St. gallen sfiora la goleada, zurigo si salva per un soffio
Il St. Gallen ha spaventato lo Zurigo, sfiorando una goleada nella partita di oggi. Un primo tempo da cardiopalma, ricco di occasioni sprecate, ha visto gli Espen dominare il campo, mentre i zurighesi hanno faticato a contenere l'urto.

Un attacco fulminante e una difesa miracolosa
Fin dalle prime battute, il St. Gallen ha mostrato un'aggressività inaspettata, mettendo sotto pressione la retroguardia zurighese. Aliou Baldé, sgasato in contropiede, si è trovato a tu per tu con Huber, ma ha incredibilmente mancato il bersaglio. Un errore che ha fatto tirare un sospiro di sollievo allo Zurigo, che a sua volta ha faticato a impostare il gioco.
Carlo Boukhalfa, con una progressione solitaria, ha poi avuto un'altra occasionissima, ma Kamberi, con un intervento provvidenziale, ha evitato il raddoppio. La squadra di Petkovic ha dimostrato una resilienza notevole, capitalizzando sul talento e sulla fortuna, come già accaduto contro il Thun. Il fatto che lo Zurigo abbia evitato di subire gol in queste prime fasi di gara, considerando la pressione esercitata dagli avversari, è un piccolo miracolo.
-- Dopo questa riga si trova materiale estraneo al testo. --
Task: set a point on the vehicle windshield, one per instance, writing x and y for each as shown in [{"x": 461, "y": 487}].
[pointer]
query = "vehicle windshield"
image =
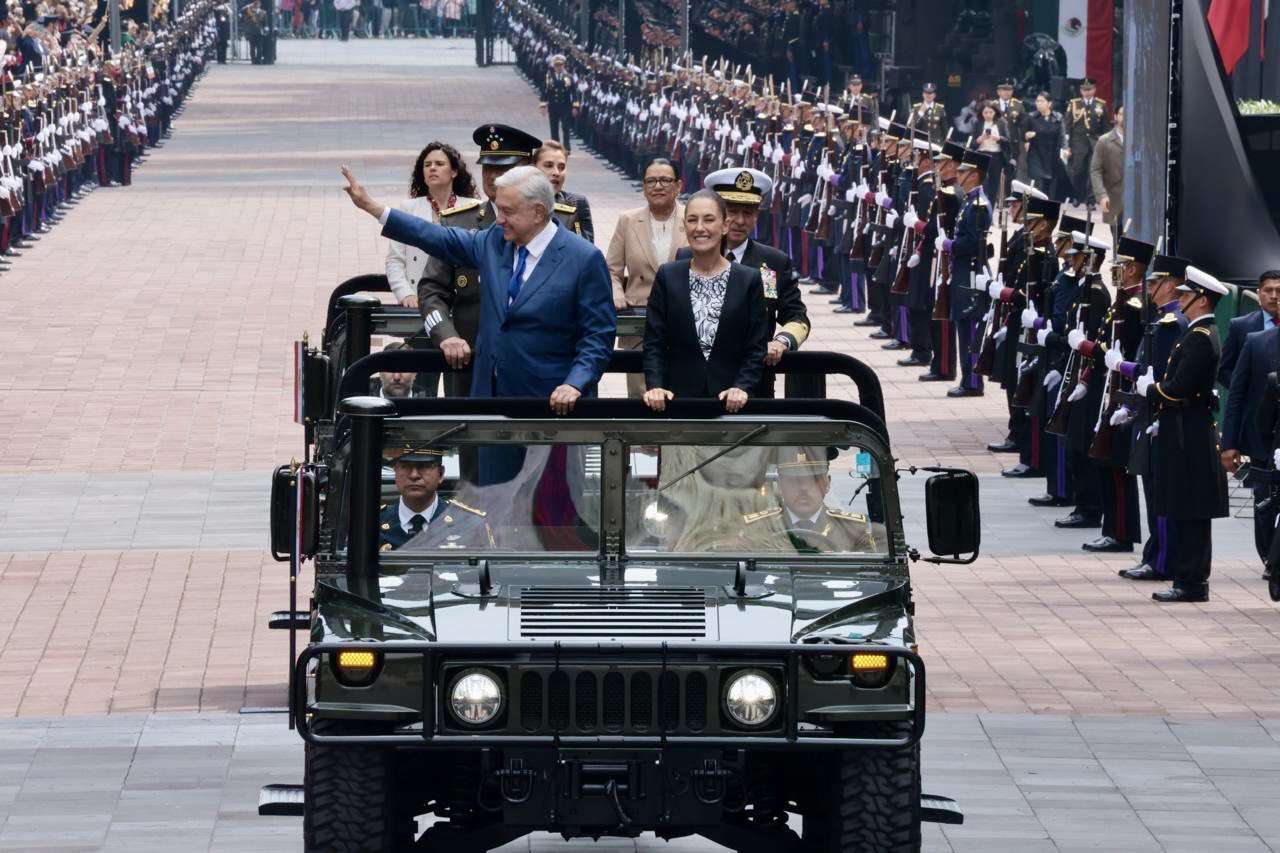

L'analisi tattica rivela una chiara differenza di approccio: lo St. Gallen ha puntato tutto sull'intensità e sugli inserimenti, mentre lo Zurigo ha preferito una difesa compatta, in attesa di ripartenze. Un piano che, per ora, sembra funzionare, ma che dovrà essere rivisto in considerazione della pericolosità degli attaccanti sangallesi.
La partita, comunque, non è finita e lo Zurigo dovrà trovare le energie per reagire, altrimenti rischia di subire la legge degli Espen. La posta in palio è alta: per il St. Gallen, la vittoria significherebbe un passo avanti importante verso la qualificazione europea, mentre per lo Zurigo rappresenterebbe un duro colpo alla corsa per un posto in competizioni internazionali.